Andes Summit vs White Down
Both are Benjamin Moore colors. Andes Summit reads as blue-grey, while White Down reads as beige-white — two distinct hue families, not close cousins. At LRV 77 vs 14, White Down will read as the brighter of the two — a 63-point gap that matters most in north-facing or low-light rooms. The tonal difference — Andes Summit's blue character against White Down's yellow — becomes most visible against white trim or in morning light. At ΔE 52.3, these are genuinely distinct colors — a strong contrast if used together, or a meaningful choice between two different directions. Below you'll find 1 real-room photo comparison where both colors appear side by side, plus 5 simulated room previews.

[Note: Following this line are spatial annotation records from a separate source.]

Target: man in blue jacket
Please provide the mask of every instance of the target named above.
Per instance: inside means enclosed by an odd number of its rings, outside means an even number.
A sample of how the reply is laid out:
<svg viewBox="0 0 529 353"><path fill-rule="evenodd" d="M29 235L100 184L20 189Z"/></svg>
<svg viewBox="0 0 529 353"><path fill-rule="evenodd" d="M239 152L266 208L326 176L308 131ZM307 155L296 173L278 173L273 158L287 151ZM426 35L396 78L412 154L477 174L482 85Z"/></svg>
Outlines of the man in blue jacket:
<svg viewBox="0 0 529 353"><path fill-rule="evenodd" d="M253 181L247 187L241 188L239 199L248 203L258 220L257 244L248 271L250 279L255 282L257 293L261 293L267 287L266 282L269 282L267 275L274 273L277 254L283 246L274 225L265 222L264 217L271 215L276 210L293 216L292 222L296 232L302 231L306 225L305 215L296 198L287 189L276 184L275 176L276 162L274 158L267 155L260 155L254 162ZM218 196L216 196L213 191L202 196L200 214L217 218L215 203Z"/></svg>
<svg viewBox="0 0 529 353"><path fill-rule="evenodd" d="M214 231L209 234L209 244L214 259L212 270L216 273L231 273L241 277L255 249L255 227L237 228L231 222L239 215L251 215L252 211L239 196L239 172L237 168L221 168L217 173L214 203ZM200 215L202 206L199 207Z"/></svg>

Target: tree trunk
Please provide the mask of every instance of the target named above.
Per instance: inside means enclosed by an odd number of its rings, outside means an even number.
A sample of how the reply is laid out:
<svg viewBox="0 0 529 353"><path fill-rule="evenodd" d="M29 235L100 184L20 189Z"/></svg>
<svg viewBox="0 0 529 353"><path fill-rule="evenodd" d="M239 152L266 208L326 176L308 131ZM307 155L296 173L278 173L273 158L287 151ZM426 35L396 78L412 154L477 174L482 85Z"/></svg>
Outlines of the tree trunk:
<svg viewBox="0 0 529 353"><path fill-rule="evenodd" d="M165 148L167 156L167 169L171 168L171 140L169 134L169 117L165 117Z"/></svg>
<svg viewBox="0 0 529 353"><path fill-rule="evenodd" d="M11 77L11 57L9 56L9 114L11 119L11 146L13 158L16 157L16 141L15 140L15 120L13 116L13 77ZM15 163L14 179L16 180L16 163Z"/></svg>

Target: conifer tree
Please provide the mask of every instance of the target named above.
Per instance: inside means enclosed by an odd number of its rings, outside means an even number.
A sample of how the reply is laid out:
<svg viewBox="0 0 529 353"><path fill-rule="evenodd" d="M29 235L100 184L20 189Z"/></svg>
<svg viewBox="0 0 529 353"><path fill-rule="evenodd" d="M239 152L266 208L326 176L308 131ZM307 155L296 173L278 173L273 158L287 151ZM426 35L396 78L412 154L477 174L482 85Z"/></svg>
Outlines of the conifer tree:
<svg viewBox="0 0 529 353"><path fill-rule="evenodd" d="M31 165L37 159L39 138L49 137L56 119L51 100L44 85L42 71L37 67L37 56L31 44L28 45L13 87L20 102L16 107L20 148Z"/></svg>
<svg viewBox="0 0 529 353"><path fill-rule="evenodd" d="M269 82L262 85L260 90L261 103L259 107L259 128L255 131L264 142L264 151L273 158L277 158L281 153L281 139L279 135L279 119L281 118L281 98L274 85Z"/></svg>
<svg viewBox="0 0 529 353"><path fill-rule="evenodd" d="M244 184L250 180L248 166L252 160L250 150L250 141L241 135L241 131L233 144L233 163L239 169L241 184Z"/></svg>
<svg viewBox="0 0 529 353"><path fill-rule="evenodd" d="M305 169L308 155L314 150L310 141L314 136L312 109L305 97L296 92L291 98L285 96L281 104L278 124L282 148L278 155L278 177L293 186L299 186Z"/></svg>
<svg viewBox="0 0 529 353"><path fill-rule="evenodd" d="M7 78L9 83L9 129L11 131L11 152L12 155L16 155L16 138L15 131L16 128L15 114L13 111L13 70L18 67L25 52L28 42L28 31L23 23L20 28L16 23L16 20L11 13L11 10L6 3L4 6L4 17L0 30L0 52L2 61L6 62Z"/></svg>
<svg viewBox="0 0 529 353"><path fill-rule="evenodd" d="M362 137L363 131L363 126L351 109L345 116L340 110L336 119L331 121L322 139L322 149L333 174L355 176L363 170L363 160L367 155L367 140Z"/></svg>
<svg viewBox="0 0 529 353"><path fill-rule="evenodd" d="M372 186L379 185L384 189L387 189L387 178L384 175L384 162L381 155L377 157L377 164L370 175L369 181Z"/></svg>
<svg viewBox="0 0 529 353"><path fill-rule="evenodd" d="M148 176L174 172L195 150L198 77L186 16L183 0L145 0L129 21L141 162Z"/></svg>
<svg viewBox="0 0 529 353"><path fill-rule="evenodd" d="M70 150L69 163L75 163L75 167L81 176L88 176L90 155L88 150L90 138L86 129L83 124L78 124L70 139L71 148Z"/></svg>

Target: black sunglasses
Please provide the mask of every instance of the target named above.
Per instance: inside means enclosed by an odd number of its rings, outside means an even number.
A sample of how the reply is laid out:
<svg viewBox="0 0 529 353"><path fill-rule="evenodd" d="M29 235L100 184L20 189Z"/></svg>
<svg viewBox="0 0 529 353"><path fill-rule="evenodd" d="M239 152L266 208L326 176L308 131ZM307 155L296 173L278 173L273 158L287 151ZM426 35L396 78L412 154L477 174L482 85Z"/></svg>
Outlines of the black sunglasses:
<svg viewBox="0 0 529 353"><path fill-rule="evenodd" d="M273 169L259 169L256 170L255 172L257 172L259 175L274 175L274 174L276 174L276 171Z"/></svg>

Andes Summit vs White Down in Real Spaces
1 real room side by side. Seeing Andes Summit and White Down in actual rooms makes the difference concrete; browse the spaces below to get a feel for how each color lives on a wall.
Living Room
Living rooms test a color across a full range of conditions — morning sun, afternoon shade, and evening lamp light all shift how both of these read. White Down returns significantly more light to the room — in a smaller or darker space, that difference in perceived brightness is hard to miss.
Color Details
Andes Summit vs White Down Simulated Comparison
5 simulated room previews — drag the slider on each to see Andes Summit on one side and White Down on the other.
Digital color is approximate. These simulations are generated from the manufacturer's hex values and overlaid on grayscale room photos — your screen's calibration, brightness, and viewing angle all affect how they render. Before committing to either color, test physical samples in your own space under the light you actually live with.
More Andes Summit comparisons
See how Andes Summit stacks up against other well-photographed colors across different brands and tones.